Yes, Ultragenyx has provided 25 kits for copper panel genotyping by NGS at Mendelics laboratory

Wilson disease (WD) is an autosomal recessive disorder caused by a defect in the ATP7B protein, leading to copper overload. ATP7B genotyping has been performed by Sanger method, but NGS techniques have recently become available. Our aim was to analyze the impact of Sanger direct sequencing and NGS in the diagnosis of WD.

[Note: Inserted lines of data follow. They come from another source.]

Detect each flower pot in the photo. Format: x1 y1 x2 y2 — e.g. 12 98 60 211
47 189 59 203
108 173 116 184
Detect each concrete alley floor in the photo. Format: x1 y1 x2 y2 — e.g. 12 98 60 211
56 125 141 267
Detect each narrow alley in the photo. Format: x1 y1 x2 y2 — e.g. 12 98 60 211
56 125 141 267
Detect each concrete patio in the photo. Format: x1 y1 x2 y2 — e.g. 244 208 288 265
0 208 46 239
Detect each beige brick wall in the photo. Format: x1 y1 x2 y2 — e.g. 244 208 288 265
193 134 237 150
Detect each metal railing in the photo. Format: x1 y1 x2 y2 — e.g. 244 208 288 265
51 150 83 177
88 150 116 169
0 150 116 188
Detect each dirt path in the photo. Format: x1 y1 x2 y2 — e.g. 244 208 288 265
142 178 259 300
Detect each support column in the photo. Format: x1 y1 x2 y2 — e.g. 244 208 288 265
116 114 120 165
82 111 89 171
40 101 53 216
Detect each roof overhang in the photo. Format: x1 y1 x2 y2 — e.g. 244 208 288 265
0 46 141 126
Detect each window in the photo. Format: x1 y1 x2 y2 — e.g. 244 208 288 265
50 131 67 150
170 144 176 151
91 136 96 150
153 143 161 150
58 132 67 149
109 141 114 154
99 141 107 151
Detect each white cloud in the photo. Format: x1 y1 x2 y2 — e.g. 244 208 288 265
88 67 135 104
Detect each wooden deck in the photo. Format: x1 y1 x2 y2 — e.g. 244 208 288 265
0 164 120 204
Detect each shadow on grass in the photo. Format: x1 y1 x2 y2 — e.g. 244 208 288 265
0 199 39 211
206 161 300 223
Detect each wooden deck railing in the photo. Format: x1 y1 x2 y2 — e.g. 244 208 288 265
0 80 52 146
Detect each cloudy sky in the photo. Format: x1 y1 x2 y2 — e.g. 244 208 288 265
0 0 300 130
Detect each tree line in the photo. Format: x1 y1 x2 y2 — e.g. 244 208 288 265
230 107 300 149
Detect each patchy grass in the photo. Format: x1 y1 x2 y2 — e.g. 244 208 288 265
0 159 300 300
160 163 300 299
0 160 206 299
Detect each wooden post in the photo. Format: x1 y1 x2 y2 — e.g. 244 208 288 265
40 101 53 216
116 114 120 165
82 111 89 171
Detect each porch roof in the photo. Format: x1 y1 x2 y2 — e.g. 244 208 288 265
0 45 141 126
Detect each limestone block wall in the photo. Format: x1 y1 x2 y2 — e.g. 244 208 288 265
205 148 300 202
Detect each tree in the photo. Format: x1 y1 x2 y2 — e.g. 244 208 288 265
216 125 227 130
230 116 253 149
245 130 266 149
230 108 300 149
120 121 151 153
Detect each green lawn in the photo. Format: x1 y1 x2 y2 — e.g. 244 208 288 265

A series of 287 WD patients included 160 individuals who provided DNA after informed consent. All patients met ≥4 points of the European WD scoring system. DNA for Sanger sequencing was extracted from peripheral leukocytes and for NGS from oral cells using a buccal swab. ATP7B mutations were identified in 135 patients by Sanger sequencing only, in 17 by NGS and in 8 by both methods. Sanger sequencing was performed as previously published (Deguti et al, 2004). In targeted NGS using a "copper panel" (Laboratório Mendelics), libraries were prepared with Illumina DNA with enrichment, target regions were captured using specific probes (Twist Biosciences v.3) for all exons/intronic regions, and variants and indels were identified using GATL v4 program and CNVs using ExomeDepth.

Of the 320 alleles analyzed, the most frequent mutations were p.A1135fs (26.7%), L708P (15.8%), p.H1069Q (5.3%) and p.M645R (3.1%).The remaining 49.1% of alleles had 38 distinct disease-causing mutations, each with a frequency of <3.0%. Sanger sequencing detected a mutation in 264/286 alleles (92.3%), while the NGS method detected a mutation in 50/50 (100%). The table shows the results of the 8 patients genotyped with both methods.

The Sanger direct sequencing methods were laborious and detected mutations in 92.3% of ATP7B alleles, while NGS techniques yielded 100%, impacting the WD score by up to 4 points. This can be crucial in difficult and potentially severe cases.